Tengelmann beteiligt sich an youtailor

Die Mühlheimer Unternehmensgruppe Tengelmann hat das E-Commerce-Geschäft für sich entdeckt und baut diesen Bereich weiter aus: nach dem Einstieg bei brands4friends.de, zalando.de und babymarkt.de ist nun youtailor.de an der Reihe. Der Handelsriese beteiligt sich mit 10% an der Berliner Internet-Maßschneiderei und zählt damit jetzt zu den bedeutendsten Startup-Investoren in Deutschland.

Die Mühlheimer Unternehmensgruppe Tengelmann hat das E-Commerce-Geschäft für sich entdeckt und baut diesen Bereich weiter aus: nach dem Einstieg bei brands4friends.de, zalando.de und babymarkt.de ist nun youtailor.de an der Reihe. Der Handelsriese beteiligt sich mit 10% an der Berliner Internet-Maßschneiderei und zählt damit jetzt zu den bedeutendsten Startup-Investoren in Deutschland.

Bereits seit Ende 2009 nimmt Tengelmann unter dem Leitsatz „Funding your ideas“ eine Beteiligung nach der anderen vor. Besonders interessant scheinen dabei E-Commerce und Social-Commerce-Konzepte sowie Web 2.0-Technologien zu sein. Neben ordentlich Kapital stellt das Unternehmen den Startups auch sein Management-Know-How und Infrastruktur zur Verfügung. Mit der Beteiligung an youtailor.de sichert sich die Gruppe den Zugang zu einem Online-Shop für Maßbekleidung. Die Kunden können sich ihre Kleidung mit einem virtuellen 3D-Designer online entwerfen und dann nach Maß anfertigen lassen. Das Startup wurde 2008 gegründet und konnte bereits ein Jahr später eine Beteiligung der Holtzbrinck-Gruppe sowie der Gründer von myphotobook vorweisen.

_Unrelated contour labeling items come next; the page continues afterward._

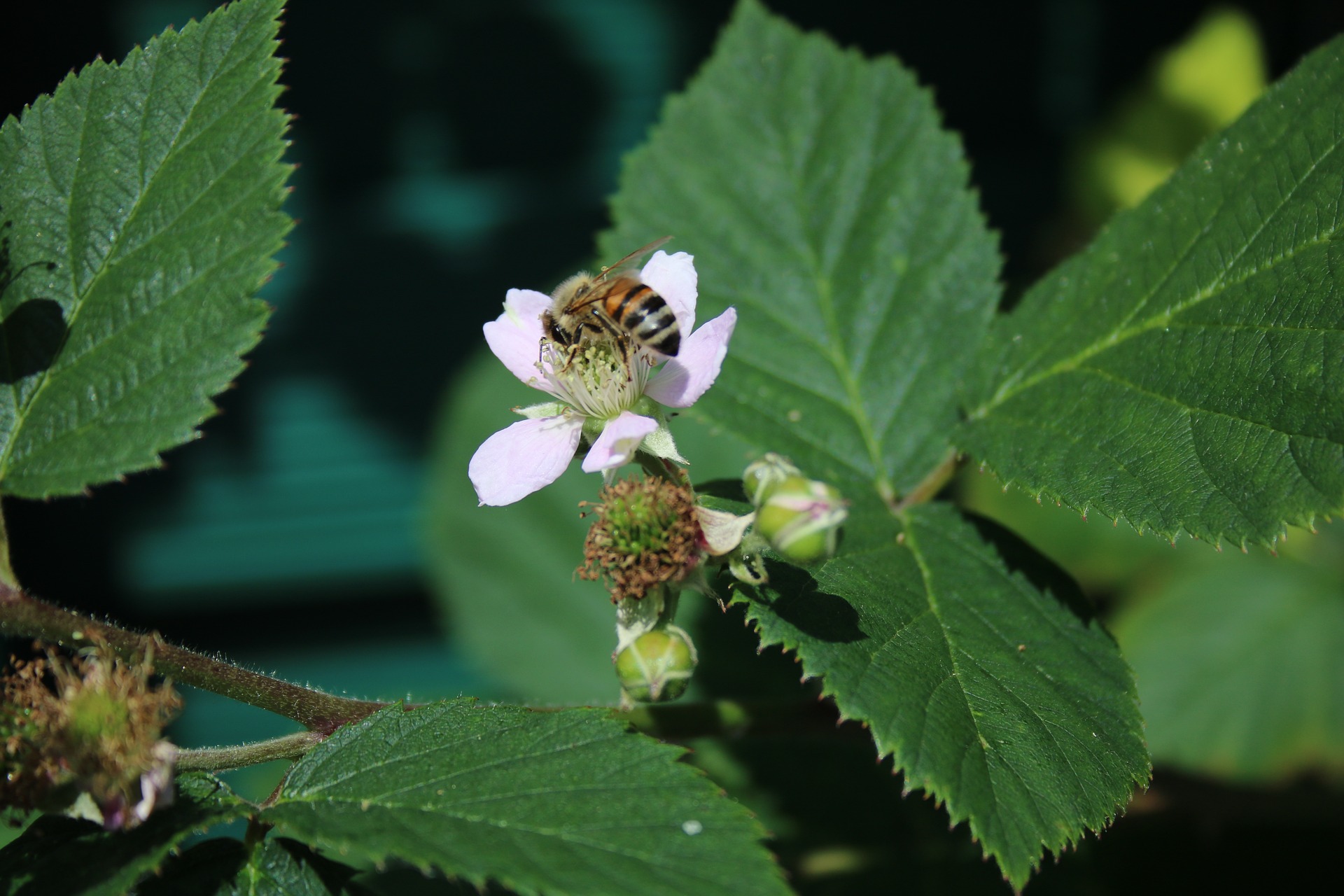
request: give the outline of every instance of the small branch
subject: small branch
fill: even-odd
[[[8,584],[0,583],[0,634],[70,645],[101,638],[125,658],[152,657],[155,672],[173,681],[231,697],[293,719],[305,728],[329,735],[387,704],[351,700],[289,684],[251,672],[195,650],[165,642],[155,634],[137,634],[62,610]]]
[[[933,500],[938,492],[942,492],[942,486],[952,481],[952,477],[957,473],[957,466],[961,458],[957,455],[957,449],[948,449],[948,453],[942,455],[938,466],[929,472],[919,485],[910,489],[900,501],[891,508],[892,513],[900,513],[906,508],[914,506],[915,504],[923,504],[925,501]]]
[[[276,759],[298,759],[325,739],[325,735],[316,731],[298,731],[284,737],[258,740],[237,747],[179,750],[173,762],[177,771],[228,771]]]

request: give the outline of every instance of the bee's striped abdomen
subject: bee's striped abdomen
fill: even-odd
[[[624,283],[622,283],[624,286]],[[667,301],[646,283],[630,283],[606,297],[607,316],[636,343],[672,356],[681,348],[681,328]]]

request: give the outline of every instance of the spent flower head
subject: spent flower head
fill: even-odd
[[[125,830],[169,802],[175,751],[160,736],[181,700],[153,681],[148,657],[126,662],[95,643],[11,665],[0,803],[59,809],[87,794],[105,827]]]
[[[598,498],[578,576],[605,579],[613,602],[675,584],[699,564],[703,540],[687,489],[645,477],[614,482]]]
[[[551,400],[516,408],[527,419],[508,426],[476,450],[468,466],[481,504],[512,504],[550,485],[579,450],[583,472],[609,472],[644,451],[684,462],[668,431],[664,407],[689,407],[714,383],[728,351],[737,312],[695,326],[696,273],[691,255],[657,251],[640,271],[676,314],[681,344],[676,357],[641,345],[621,351],[612,341],[579,351],[546,339],[542,314],[550,296],[511,289],[504,313],[485,324],[485,341],[521,382]]]

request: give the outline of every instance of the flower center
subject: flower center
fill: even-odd
[[[539,388],[585,416],[609,420],[629,411],[644,395],[653,356],[644,348],[622,355],[613,343],[591,343],[579,351],[542,343]]]

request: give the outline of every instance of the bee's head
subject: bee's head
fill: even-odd
[[[564,309],[591,292],[595,282],[591,274],[579,271],[555,287],[551,293],[551,301],[556,309]]]

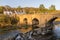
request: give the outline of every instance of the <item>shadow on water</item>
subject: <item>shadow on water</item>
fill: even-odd
[[[0,40],[10,40],[10,38],[14,38],[18,33],[20,33],[19,30],[14,30],[0,34]],[[55,28],[51,34],[46,34],[44,36],[37,35],[34,38],[36,38],[37,40],[60,40],[60,27],[55,25]]]

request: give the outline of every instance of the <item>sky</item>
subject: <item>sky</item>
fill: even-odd
[[[0,0],[0,6],[9,5],[11,7],[39,7],[44,4],[46,8],[55,5],[57,10],[60,10],[60,0]]]

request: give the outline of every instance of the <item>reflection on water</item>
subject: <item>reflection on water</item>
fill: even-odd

Bei youtailor.de handele es sich um ein faszinierendes Produkt, in dem ein hohes Wachstumspotenzial stecke, so der Geschäftsführer der Unternehmensgruppe Tengelmann, Karl Erivan W. Haub. Sein Ziel sei es, das junge Unternehmen bei weiteren Expansionen in das europäische Ausland zu unterstützen. Für Martin Zapart, Gründer und Geschäftsführer von youtailor.de, ist die Beteiligung ein Glücksfall. In Tengelmann sehe man einen starken Partner, mit dem man die Expansion vorantreiben könne, so Zapart.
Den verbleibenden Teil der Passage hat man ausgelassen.